Adicionalmente, a legislação para a concepção ecológica e para os gases fluorados, actualmente em revisão, exige que os produtos passem por um redesign significativo. Para tornar as bombas de calor mais acessíveis, os governos e as administrações locais devem dar incentivos e educar os seus cidadãos para que estes exijam edifícios mais amigos do ambiente. Uma parte da redução de custos vai ser alavancada pela competição no mercado, que irá reduzir as margens através da cadeia de valor.
Ao mesmo tempo, os custos de instalação e de operação vão eventualmente cair causando um acesso mais barato a bombas de calor. Em suma, só através da implementação massiva e da concorrência no mercado é que será possível reduzir o preço das bombas de calor.
Até que tal aconteça, como podemos tornar as bombas de calor mais acessíveis?
Como disse, o mais importante é criar o ambiente económico e legal que torne as soluções baseadas em bombas de calor a opção mais atractiva do ponto de vista económico.
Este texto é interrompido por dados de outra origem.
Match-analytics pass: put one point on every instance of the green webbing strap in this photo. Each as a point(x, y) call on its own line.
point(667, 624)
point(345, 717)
Ao fazê-lo, activamos os recursos dos utilizadores finais e libertamos as forças de mercado em direcção a um aquecimento e arrefecimento limpos.
Isto pode ser alcançado pela integração dos efeitos externos do uso de energia fóssil, ao incluir o sector do aquecimento no ETS, e pelo reequilibrar da tributação sobre a energia. Os subsídios podem também ajudar, por exemplo, através da redução do IVA tanto para as bombas de calor como para a energia que estas usam.
Apoiar a cadeia de fornecimento será também importante. A disseminação massiva das bombas de calor afasta a tecnologia do ponto em que esta é um produto de luxo, e aproxima-a daquele em que é um produto pronto para o mercado de massas. A concorrência associada a isto vai eventualmente levar a uma maior eficiência na produção e instalação e tornará a tecnologia mais acessível.
Medidas como o apoio financeiro a agregados de baixos rendimentos e a liderança pelo exemplo, através da renovação energética dos edifícios públicos, por exemplo, poderão provocar um impacto imediato. Mostrar que é possível vai fazer com que as pessoas perguntem porque ainda não estão a fazê-lo. A descarbonização do aquecimento tem de se tornar um mercado de massas; não se trata de ‘se’ o devemos fazer, mas de ‘quando’. A tecnologia está pronta: vamos disseminá-la hoje!